Fashion executives looking to raise money are schooled in talking up their sales projections, brand penetration and sell-through rates. But increasingly, there’s a new metric investors want to know about: exposure to climate risk.
The issue’s relevance has been fuelled by a potent mix of rising consumer demand, international policy signals and immediate business threats created by increasingly frequent environmental disasters. Now, financial regulators are introducing new rules that will require large fashion companies to publish details about their risk profile and impact.
On April 6, the UK introduced requirements for companies to disclose the financial risk that climate change poses to their business operations. And last month in the US, the Securities and Exchange Commission proposed a similar rule. The EU is planning to expand sustainable finance disclosure regulations introduced last year, and Asian business hubs like Singapore and Hong Kong are pursuing similar initiatives.
While the regulations don’t require companies to take any specific action to tackle environmental impact, they’re emerging against a backdrop of broader international policy moves taking aim at issues like pollution, waste and labour abuse across the industry. They could put real teeth behind efforts to improve transparency about the industry’s contribution to climate change and create more comparable data across brands. Fundamentally, they’re designed to make it easier for investors to take environmental impact and climate risk exposure into account when deciding which companies to back.

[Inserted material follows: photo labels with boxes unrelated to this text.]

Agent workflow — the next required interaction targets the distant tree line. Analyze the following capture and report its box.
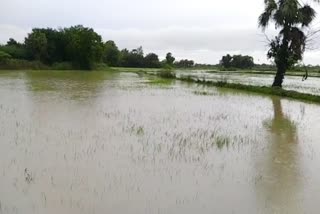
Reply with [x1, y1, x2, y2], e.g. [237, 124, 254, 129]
[0, 25, 194, 69]
[220, 54, 255, 69]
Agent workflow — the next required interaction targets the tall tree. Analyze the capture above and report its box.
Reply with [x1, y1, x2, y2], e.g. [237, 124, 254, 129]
[64, 25, 103, 69]
[144, 53, 160, 68]
[166, 52, 176, 66]
[259, 0, 319, 87]
[25, 29, 48, 61]
[103, 40, 120, 66]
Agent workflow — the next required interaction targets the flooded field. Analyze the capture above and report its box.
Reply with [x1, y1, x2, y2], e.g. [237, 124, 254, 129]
[0, 71, 320, 214]
[177, 70, 320, 95]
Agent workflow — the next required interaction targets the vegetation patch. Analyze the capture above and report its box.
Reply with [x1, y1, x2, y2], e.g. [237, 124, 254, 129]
[177, 77, 320, 103]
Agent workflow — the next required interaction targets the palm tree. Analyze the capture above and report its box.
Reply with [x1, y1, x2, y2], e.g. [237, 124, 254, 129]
[259, 0, 320, 87]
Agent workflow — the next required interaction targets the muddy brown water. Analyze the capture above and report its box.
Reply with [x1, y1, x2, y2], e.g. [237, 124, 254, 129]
[0, 71, 320, 214]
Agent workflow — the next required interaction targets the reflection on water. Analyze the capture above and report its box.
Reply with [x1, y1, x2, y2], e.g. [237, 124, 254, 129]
[0, 72, 320, 214]
[256, 97, 303, 214]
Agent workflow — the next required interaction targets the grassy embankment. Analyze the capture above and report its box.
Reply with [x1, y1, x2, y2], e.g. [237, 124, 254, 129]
[152, 71, 320, 103]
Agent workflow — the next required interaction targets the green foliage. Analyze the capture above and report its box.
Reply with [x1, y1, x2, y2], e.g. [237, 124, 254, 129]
[64, 25, 103, 69]
[0, 59, 49, 70]
[103, 40, 120, 67]
[174, 59, 194, 68]
[0, 25, 194, 70]
[166, 52, 176, 66]
[25, 29, 48, 61]
[259, 0, 319, 87]
[220, 54, 254, 69]
[120, 47, 145, 68]
[0, 51, 11, 63]
[0, 42, 28, 59]
[51, 62, 74, 70]
[157, 70, 176, 79]
[144, 53, 160, 68]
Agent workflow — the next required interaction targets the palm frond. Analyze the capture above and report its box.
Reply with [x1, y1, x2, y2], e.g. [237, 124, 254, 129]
[299, 5, 316, 27]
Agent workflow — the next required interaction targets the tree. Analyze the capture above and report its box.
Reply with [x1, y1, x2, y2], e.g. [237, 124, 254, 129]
[7, 38, 20, 46]
[121, 46, 144, 68]
[144, 53, 160, 68]
[0, 51, 11, 63]
[174, 59, 194, 68]
[220, 54, 254, 69]
[166, 52, 176, 66]
[220, 54, 232, 68]
[0, 38, 30, 59]
[103, 41, 120, 66]
[64, 25, 103, 69]
[259, 0, 319, 87]
[24, 29, 48, 61]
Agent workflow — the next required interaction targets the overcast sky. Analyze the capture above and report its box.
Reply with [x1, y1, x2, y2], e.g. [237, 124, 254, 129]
[0, 0, 320, 64]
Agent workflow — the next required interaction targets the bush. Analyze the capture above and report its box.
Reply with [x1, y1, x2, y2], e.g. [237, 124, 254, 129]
[0, 51, 11, 62]
[157, 70, 176, 79]
[52, 62, 73, 70]
[0, 59, 49, 70]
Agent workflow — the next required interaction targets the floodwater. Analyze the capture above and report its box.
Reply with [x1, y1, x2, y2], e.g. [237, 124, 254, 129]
[178, 70, 320, 95]
[0, 71, 320, 214]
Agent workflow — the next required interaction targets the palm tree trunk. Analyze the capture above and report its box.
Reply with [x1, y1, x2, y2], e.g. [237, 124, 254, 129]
[272, 68, 285, 88]
[272, 25, 289, 88]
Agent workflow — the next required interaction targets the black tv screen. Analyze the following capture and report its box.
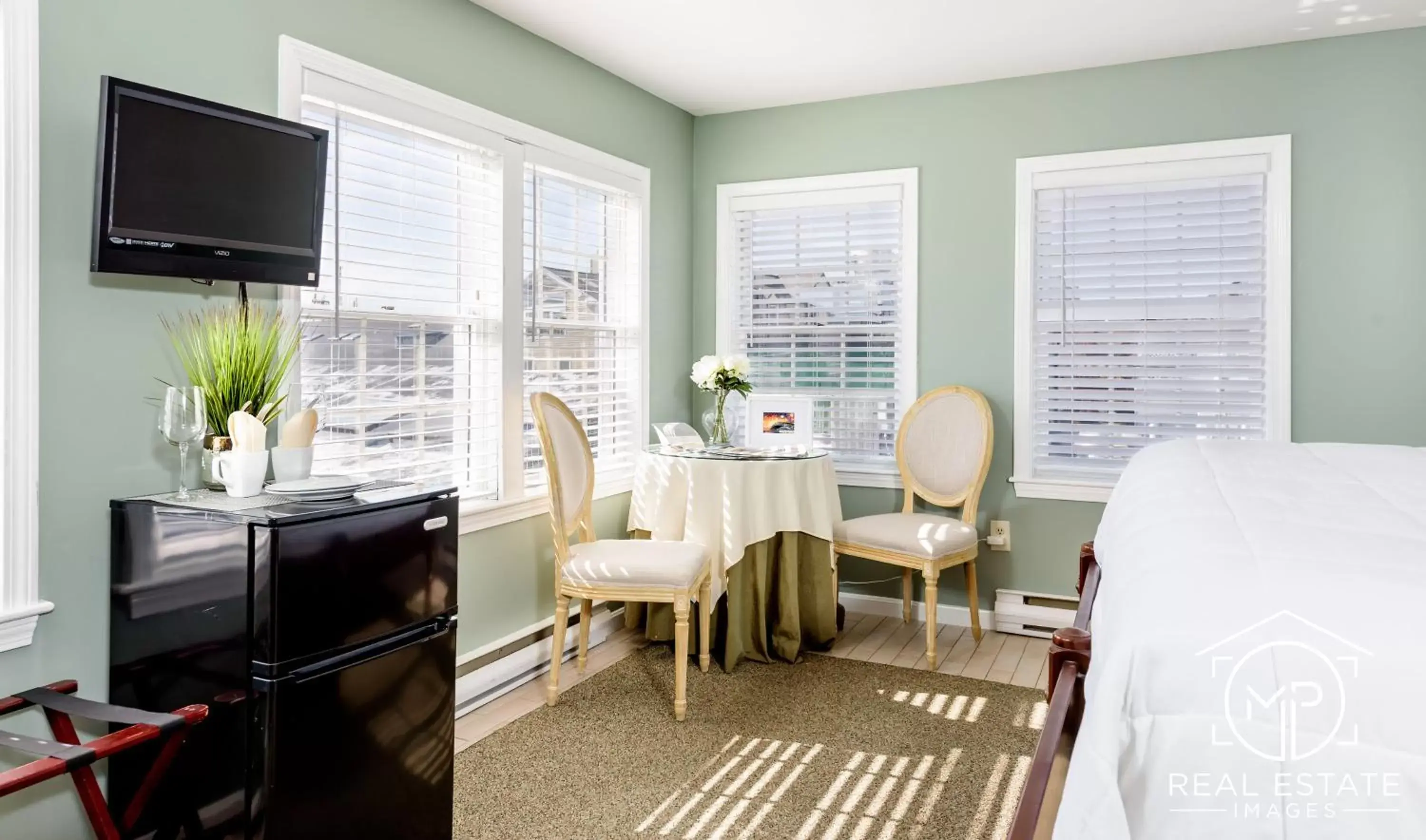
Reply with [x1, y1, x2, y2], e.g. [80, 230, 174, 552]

“There’s been a very broad consensus amongst investors that they care about climate-related issues because they create risks to the prospects and performance of business entities,” said Ellie Mulholland, director of the Commonwealth Climate and Law Initiative. “And regulators see that as well — not just risks to entities, but risks to financial systems.”
Many of fashion’s biggest players have already started to prepare for new regulations. Companies including Gucci-owner Kering, Zara-owner Inditex and British luxury giant Burberry have said they are aligning their sustainability reporting with a G20-backed framework that forms the basis of much of the planned regulation. When H&M Group published its annual financial report earlier this month, it embedded its sustainability updates for the first time, a move designed to signal the closer integration of financial and environmental reporting, the company said.